Sex: The Good, The Bad and The Kinky
July, 1990
Why does one man prefer blondes and the missionary position? Why does another expose himself to strangers? Why do women like to cuddle? Why do some men rape and murder?
According to Dr. John Money, who has studied the development of human sexuality for 40 years, the child is father of the man. Dr. Money is professor of medical psychology in the department of psychiatry and behavioral sciences and professor of pediatrics at the Johns Hopkins University School of Medicine. He cofounded the Gender Identity Clinic and founded the Sex Offender Program at Johns Hopkins.
In two recent books, Lovemaps and Vandalized Lovemaps, he argues that we each have a hidden agenda--a love map that contains an idealized lover, love scene and program of erotic activities--that will guide us through our adult sexual life.

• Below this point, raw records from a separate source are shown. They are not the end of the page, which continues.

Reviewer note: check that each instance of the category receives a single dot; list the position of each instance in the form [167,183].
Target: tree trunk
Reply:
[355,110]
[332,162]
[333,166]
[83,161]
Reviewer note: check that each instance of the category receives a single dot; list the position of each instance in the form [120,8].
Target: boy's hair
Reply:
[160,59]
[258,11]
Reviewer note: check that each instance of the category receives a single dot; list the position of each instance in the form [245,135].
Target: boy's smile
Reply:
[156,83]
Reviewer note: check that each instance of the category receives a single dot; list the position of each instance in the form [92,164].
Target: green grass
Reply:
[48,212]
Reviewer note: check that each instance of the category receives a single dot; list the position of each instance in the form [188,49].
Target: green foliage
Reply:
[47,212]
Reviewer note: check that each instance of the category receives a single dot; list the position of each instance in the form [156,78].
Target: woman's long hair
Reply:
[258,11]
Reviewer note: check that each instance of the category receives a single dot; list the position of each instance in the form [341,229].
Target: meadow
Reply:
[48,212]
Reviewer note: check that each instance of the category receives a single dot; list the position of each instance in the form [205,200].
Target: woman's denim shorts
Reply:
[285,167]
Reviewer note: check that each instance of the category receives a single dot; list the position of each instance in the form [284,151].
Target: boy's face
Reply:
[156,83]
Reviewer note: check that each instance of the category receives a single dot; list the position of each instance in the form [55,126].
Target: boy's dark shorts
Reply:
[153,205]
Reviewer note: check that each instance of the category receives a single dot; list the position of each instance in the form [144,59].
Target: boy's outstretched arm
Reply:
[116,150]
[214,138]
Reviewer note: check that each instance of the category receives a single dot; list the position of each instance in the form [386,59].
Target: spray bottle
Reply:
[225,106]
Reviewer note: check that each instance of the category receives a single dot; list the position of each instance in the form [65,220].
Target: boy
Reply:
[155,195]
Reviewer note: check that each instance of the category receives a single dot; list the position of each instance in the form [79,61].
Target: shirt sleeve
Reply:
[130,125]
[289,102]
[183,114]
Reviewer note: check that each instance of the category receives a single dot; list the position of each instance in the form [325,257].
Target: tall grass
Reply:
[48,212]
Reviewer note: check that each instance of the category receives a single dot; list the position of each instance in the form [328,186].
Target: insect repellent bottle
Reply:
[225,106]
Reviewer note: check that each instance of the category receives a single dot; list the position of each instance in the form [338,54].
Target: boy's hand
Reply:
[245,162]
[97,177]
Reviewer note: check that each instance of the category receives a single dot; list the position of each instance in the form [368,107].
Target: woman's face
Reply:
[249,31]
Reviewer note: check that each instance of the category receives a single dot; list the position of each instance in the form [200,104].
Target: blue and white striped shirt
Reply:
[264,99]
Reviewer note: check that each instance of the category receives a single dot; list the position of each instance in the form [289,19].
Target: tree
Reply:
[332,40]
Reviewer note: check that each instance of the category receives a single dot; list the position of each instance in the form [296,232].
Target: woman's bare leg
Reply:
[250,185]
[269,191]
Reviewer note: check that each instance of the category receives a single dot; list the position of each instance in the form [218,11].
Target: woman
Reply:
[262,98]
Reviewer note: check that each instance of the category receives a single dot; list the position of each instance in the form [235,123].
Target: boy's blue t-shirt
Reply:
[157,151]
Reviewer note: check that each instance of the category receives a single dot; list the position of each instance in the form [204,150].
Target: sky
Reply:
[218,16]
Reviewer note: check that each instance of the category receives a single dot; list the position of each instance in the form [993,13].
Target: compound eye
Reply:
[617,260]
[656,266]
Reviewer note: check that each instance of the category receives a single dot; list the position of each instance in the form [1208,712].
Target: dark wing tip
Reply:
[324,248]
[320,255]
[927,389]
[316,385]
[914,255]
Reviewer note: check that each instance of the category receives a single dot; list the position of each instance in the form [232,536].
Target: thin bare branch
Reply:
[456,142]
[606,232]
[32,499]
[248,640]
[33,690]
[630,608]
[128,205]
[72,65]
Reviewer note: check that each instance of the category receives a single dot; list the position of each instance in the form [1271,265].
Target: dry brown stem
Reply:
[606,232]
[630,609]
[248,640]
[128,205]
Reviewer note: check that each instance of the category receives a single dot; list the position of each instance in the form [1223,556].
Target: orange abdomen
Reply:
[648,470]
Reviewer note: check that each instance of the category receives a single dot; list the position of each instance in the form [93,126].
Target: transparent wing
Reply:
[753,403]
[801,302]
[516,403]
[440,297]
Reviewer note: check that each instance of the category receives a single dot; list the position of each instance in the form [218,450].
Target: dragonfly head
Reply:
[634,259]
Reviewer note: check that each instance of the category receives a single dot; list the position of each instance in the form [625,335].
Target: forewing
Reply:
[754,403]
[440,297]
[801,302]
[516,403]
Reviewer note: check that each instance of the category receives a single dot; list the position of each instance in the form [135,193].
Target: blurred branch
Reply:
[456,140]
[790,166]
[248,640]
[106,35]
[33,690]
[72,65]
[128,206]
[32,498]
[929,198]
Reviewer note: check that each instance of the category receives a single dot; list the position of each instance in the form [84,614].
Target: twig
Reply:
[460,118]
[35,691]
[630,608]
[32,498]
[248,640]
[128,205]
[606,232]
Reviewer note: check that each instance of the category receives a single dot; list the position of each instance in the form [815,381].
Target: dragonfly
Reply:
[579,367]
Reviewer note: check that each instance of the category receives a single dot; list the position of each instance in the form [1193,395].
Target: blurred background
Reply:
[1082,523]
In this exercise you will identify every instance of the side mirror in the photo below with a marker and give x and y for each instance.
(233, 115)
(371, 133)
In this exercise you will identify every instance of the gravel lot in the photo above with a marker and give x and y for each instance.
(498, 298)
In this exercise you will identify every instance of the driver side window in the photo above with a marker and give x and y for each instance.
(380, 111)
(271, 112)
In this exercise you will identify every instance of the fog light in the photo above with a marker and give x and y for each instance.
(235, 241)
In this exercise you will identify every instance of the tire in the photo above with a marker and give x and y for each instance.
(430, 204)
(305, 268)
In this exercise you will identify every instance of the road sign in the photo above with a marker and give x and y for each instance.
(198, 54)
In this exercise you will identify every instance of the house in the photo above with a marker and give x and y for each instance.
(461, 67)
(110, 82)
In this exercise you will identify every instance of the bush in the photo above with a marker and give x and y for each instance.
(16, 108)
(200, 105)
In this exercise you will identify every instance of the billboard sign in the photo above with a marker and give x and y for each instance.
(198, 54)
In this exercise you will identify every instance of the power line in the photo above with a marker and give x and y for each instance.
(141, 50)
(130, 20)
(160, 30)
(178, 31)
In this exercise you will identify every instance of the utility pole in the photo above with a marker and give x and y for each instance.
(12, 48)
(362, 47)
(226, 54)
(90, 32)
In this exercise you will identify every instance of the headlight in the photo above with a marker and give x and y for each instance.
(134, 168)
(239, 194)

The patterns are laid down in early childhood, probably between the ages of four and nine, and, some research suggests, as early as the age of three. Money believes that love maps are very fragile--they can be distorted by a repressive upbringing, one in which the parents never mention sex or actively punish or prohibit normal child sex-rehearsal play.
Adults with normal love maps have a balance between love and lust--each serves the other. Adults with vandalized love maps will develop a sexual dysfunction, or worse. Some develop bizarre sexual preferences, others molest or abuse children, some take sex by force, others become martyrs to abuse.
Money believes that repressive sexual attitudes--not permissive values--will increasingly breed aberrant behavior.
At the urging of Hugh Hefner, we interviewed Money for The Playboy Forum. What started as a simple Q.&A. about the McMartin controversy turned into a wide-ranging conversation. We found his outspoken views to be provocative and dead-on.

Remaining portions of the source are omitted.